Bacteria are found everywhere. They can also grow on various substrates. Are there any bacteria that can be used as a food source? For example mix x with water and add some of these bacteria. These then either turn x into something nutritious or can be consumed themself. Are there any potential candidates? Bonus points if the substrate bacteria use to grow is abundant.
The best example of bacteria-as-food is the genus Arthrospira, which is a kind of cyanobacteria whose edible biomass is known as spirulina.
From the comments:
I was rather thinking about something abundant but not nutritious themself. Are there any examples with wood / cellulose?

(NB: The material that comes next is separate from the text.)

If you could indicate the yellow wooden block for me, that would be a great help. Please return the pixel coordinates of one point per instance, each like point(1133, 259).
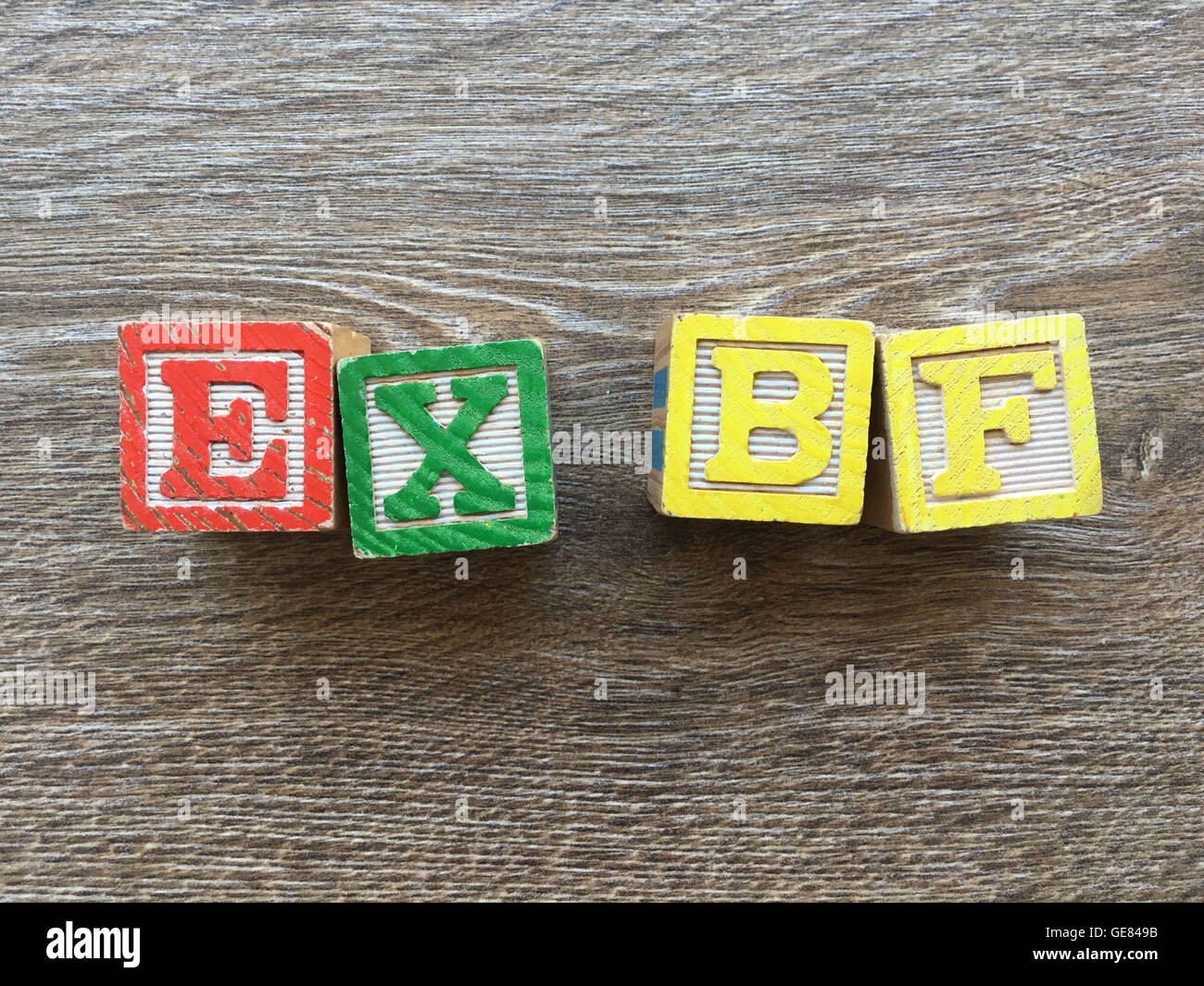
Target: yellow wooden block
point(761, 418)
point(984, 424)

In fact, the traditional Filipino food called nata (examples of which include nata de coco and nata de piña) are basically cellulosic pellicles of the bacterium Komagataeibacter xylinus, produced by culturing the bacterium in the appropriate medium (coconut water for the former, and pineapple juice for the latter).
(This resembles the SCOBY that is used in making kombucha.)
While not used as a food per se, bacteria are used in production of many foods, and you eat masses of them when consuming the product. At a guess; in the 10's of millions per bite is my estimate.
One type that is commonly used in several sorts of foods are the Lactobacilli. These are commonly used to generate sour products, through their fermentation of sugars into lactic acid. They are used extensively in yogurt production (Lactobacillus acidophilus usually), as well as other fermented diary products (cheese, kefir, cream cheese, sour cream, etc.) sourdough breads, production of fermented pickles such as sauerkraut and kimchi.
In some cases, such as kimchi and sourdough, these are often the natural lactobacilli and other bacteria and yeasts that are on the material used to make the product, so no added culture. In the case of sourdough, the fermentation can also be a result of yeasts in addition to the lactobacilli.
Apart from the classical microbial food processes, there is also a more recent approach captured under the term "single cell protein" (https://en.wikipedia.org/wiki/Single-cell_protein). Basically microorganisms are grown on a suitable substrate, and the protein that makes up their cells is used as food. Typically it would be either a food supplement or used in animal feed.
Regarding bacteria, it's most interesting to look into autotrophs, which can fix carbon from CO2 with a source of energy, or methanotrophs, which grow on methane derived from natural gas or biogas.
Basically all the mammals which eat a diet comprising hard-to-digest plants like grass, scrub, etc. use bacteria exactly like this. So cows, horses, deer, camels, goats, koalas, and so on. They either use foregut fermentation (like cows) or hindgut fermentation (like horses). In either case microbes, including bacteria, break down hard-to-digest carbohydrates like cellulose into easy-to-digest simple sugars.
For some foregut fermenters like ruminants (e.g. cattle), gut microbes (including bacteria) are also an important protein source--the cow gut is split up into multiple sections, the first section (the rumen) is a comfortable place for microbes to live and break down cellulose but some of the microbes end up traveling with the food into another section where the microbes themselves are also directly digested by the cow.
Even humans have some bacteria which do this in a limited fashion, just not as efficiently as grazing animals.
Bonus side note: This does not include panda bears. Panda bears eat specific parts of bamboo which are easy to digest and high in protein already and their digestion functions much more like that of a carnivore.